Beneficial effect: echinopodospora jamaicensis rhizosphere high-efficient phosphate-solubilizing serratia marcescens CCTCC M 2012261 of the present invention shakes at liquid under the situation of training, to insoluble phosphate tricalcium phosphate (Ca 3(PO 4) 2), tertiary iron phosphate (FePO 44H 2O), aluminum phosphate (AlPO 4) and hydroxyapatite (Ca 10(PO 4) 6(OH) 2) have stronger solute effect, to compare with contrast (CK), difference is extremely remarkable; Echinopodospora jamaicensis rhizosphere high-efficient phosphate-solubilizing serratia marcescens CCTCC M 2012261 of the present invention makes microbial inoculum inoculation echinopodospora jamaicensis seedling.The result shows that this microbial inoculum can obviously promote growing of echinopodospora jamaicensis, and therefore, the present invention provides good strain resource for developing echinopodospora jamaicensis special microorganism fertilizer in the future.
Description of drawings
Serratia marcescens (Serratria marcescens subsp marcescens) FXW-NJ2D, be preserved in Chinese typical culture collection center, address: China. Wuhan. Wuhan University, postcode 430072, culture presevation number: CCTCCM 2012261, and preservation day is on July 1st, 2012.
Fig. 1 is the dissolving power of FXW-NJ2D bacterial strain to insoluble phosphate tricalcium phosphate, tertiary iron phosphate, aluminum phosphate, hydroxyapatite.
Fig. 2 is short the come into force fruit of FXW-NJ2D bacterial strain to sweetgum.
Fig. 3 is the phosphorus decomposing circle of FXW-NJ2D bacterial strain on the NBRIP substratum.
Embodiment
According to following embodiment, can make those skilled in the art understand the present invention better.Embodiment is described only to be used to illustrate the present invention, and should also can not limit the present invention described in detail in claims.
The dull and stereotyped phosphorus decomposing ability of embodiment 1:FXW-NJ2D is measured.
NBRIP substratum: glucose 10g, Ca 2(PO 4) 35g, MgCl 25g, KCl0.2g, MgSO 47H 2O0.25g, (NH 4) 2SO 40.1g, distilled water 1000mL, pH 7.0, and sterilization is fallen dull and stereotyped.
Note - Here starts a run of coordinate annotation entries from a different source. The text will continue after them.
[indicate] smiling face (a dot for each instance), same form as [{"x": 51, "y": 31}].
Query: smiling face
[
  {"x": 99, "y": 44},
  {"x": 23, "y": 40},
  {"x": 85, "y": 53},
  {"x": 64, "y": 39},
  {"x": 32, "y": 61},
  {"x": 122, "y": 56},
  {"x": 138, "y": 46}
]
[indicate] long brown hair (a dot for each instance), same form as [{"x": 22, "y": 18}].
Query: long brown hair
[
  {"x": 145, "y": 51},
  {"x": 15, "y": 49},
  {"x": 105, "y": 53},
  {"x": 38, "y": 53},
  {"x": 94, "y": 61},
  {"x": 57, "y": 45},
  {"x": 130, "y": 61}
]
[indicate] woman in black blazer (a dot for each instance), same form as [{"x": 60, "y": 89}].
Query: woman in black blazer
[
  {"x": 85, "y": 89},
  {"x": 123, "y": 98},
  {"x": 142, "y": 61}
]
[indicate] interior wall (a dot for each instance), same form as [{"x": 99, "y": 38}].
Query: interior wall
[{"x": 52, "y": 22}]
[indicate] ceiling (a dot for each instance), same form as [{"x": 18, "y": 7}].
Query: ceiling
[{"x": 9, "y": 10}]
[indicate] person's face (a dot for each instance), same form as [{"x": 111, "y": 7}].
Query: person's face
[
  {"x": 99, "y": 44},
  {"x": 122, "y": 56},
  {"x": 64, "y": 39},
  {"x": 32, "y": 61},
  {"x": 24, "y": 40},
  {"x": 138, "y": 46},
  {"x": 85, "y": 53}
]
2 times FXW-NJ2D bacterial strain of activation is connected on the NBRIP flat board with the inoculation circling point, and 30 ℃ of cultivations were measured molten phosphorus circle and colony diameter after 5 days, and calculated the ratio (Fig. 1) of molten phosphorus circle and colony diameter.
As seen from Figure 1, the FXW-NJ2D bacterial strain can produce obviously opaque molten phosphorus circle after cultivating on the NBRIP flat board.Through measuring and calculating, molten phosphorus loop diameter is 14.67mm, and colony diameter is 4.94mm, and molten phosphorus circle compares up to 2.97 with bacterium colony.
The phosphorus decomposing test of embodiment 2:FXW-NJ2D bacterial strain laboratory.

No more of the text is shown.